During the experiment treated KG-1 cells were viable. In a live / dead analysis that was performed by immune-staining of cells followed by FACS sorting, treated cells exhibited similar values to those achieved by un- treated cells (FIG.1C).

In addition to qrt-PCR, protein level upregulation following saRNA transfection is validated using western-blot and/or sandwich ELISA that allow for EC50 determination for each saRNA molecule. These methods also allow time course analysis of transcriptional upregulation following saRNA transfection for up to 14 days post transfection in terminally differentiated neurons.

Example 2: saRNA stability and immunoreactivity

The stability of saRNAs is evaluated using gel electrophoresis following freeze thaw cycles and/or incubation in human serum.

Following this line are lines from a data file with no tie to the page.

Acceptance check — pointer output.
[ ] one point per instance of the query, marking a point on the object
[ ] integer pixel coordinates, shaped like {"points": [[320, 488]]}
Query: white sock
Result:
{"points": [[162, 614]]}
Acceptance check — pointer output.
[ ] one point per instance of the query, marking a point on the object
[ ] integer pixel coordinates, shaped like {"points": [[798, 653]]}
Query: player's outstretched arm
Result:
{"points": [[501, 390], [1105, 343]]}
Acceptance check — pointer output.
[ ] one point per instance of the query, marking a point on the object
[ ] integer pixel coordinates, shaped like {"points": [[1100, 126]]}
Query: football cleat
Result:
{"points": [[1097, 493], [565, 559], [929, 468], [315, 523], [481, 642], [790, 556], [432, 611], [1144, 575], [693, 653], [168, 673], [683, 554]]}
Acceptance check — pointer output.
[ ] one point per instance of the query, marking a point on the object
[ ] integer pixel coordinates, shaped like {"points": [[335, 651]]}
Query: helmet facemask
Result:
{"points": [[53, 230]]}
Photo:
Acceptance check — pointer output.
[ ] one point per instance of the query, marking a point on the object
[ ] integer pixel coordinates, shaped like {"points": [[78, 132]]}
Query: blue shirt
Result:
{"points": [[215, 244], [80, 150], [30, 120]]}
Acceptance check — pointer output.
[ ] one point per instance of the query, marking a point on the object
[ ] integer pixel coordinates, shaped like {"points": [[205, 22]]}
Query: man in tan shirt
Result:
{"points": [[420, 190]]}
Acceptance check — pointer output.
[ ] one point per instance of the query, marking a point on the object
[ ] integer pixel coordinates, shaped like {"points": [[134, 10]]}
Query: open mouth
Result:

Immunoreactivity of saRNAs is measured following transfection of saRNAs into human PBMCs and monitoring of TNF-a and IFN-a levels using ELISA.

Example 3: Shank3 localization

Shank3 localization to the post synaptic density following transfection with saRNA is evaluated in terminally differentiated neurons using brightfield and fluorescent imaging, and together with neurite growth assays and electrophysiological recordings of network spontaneous calcium oscillations, the efficacy of the saRNA in restoring normal synaptic activity in neurons differentiated for iPSCs of Shank3 haploinsufficency patients can be evaluated.

Example 4: toxicity

In addition to the above-mentioned assays, in-vitro toxicity assay using standard proliferation assays such as MTT, enable evaluation of overall toxicity of the Shank3 molecules and total RNA-seq is used to confirm absence of off target up-regulation as a result of saRNA transfection. Example 5: in-vivo evaluation of behavioral effects

In vivo assays for evaluation of the efficacy Shank3 saRNA expression include: biodistribution, ADMA-TOX and multiple behavioral assays including: Ultrasonic vocalizations; Reciprocal dyadic social interaction tests; Repetitive behaviors not during social interaction; Three-chambered social interaction test and the like.

While a number of exemplary aspects and embodiments have been discussed above, those of skill in the art will recognize certain modifications, additions and sub-combinations thereof. It is therefore intended that the following appended claims and claims hereafter introduced be interpreted to include all such modifications, additions and sub-combinations as are within their true spirit and scope.